Braintrust gives teams one system for evaluating changes before release, monitoring quality in production, reviewing outputs with human annotators, and turning production failures into reusable tests. Teams can keep the full quality workflow, from prompt management through evaluation, inside one platform.
Leading AI teams, including Notion, Stripe, Vercel, and Zapier, use Braintrust in production. Teams that tie evaluation to release decisions catch problems before users do. Start free with Braintrust or schedule a demo.
PromptLayer remains a reasonable choice for teams whose workflow centers on prompt registry, versioning, and deployment. The visual editor is useful in organizations where product managers, copywriters, or domain experts need to iterate on prompts without engineering support. PromptLayer can also work for smaller teams focused on prompt operations that do not yet need dedicated evaluation infrastructure.
An LLM evaluation platform measures output quality through automated scoring, human review, and regression testing. Teams use eval platforms to evaluate outputs against datasets with methods such as LLM-as-a-judge, code-based checks, and human annotation. Braintrust brings scoring, CI workflows, and production observability into the same system, so teams can measure quality before release and monitor it in production.

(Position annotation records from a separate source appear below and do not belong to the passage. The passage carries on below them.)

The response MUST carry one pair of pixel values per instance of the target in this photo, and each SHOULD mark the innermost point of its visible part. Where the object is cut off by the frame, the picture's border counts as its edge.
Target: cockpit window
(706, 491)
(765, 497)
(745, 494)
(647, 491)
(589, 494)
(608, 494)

Prompt management covers storing, versioning, deploying, and collaborating on prompts across a team. LLM evaluation measures whether prompts produce correct, safe, and reliable outputs through scoring, regression testing, and human review. Prompt management answers which prompt is live, while LLM evaluation answers whether the prompt is performing well. Braintrust connects the two by tying prompt changes to evaluation results and release decisions.

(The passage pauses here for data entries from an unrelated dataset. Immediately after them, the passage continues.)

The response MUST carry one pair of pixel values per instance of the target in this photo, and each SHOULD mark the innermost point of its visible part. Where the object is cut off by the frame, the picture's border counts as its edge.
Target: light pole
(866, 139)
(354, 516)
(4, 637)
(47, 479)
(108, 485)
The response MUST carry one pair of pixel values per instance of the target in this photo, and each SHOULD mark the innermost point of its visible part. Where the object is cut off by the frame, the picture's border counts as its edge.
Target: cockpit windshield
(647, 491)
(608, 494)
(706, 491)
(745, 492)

Braintrust is the strongest PromptLayer alternative for teams focused on LLM evaluation. Braintrust supports trace-level scoring, CI/CD quality gates, production observability, and AI-assisted optimization. The free tier includes 10K evaluation scores and unlimited users, which gives teams enough room to test Braintrust against real workloads before moving to a paid plan.
Braintrust and PromptLayer are built for different needs. PromptLayer focuses on prompt management, including versioning, visual editing, deployment, and collaboration for non-technical stakeholders. Braintrust focuses on evaluation and observability alongside prompt management, with infrastructure to measure AI quality, gate releases based on eval results, and turn production failures into reusable tests. Teams focused solely on prompt operations may find PromptLayer sufficient, while teams that need prompt management tied to evaluation to inform release decisions will usually find Braintrust a better fit.
LangSmith is the strongest fit for teams building on LangChain or LangGraph. LangSmith combines tracing, prompt versioning, and evaluation datasets within that ecosystem, reducing setup work for teams already committed to those frameworks. Teams that want CI/CD quality gates and framework-agnostic evaluation infrastructure should consider Braintrust.
Fiddler AI is the strongest fit for enterprises in regulated industries that need compliance-focused monitoring and governance. Fiddler provides ML and LLM monitoring, explainability, bias detection, fairness analysis, and deployment options for strict data-handling requirements. Teams that also need evaluation tied to release decisions may find Fiddler less complete, since it is built more around governance and monitoring than CI-based evaluation workflows. For teams that need governance alongside release control, Braintrust is the stronger choice.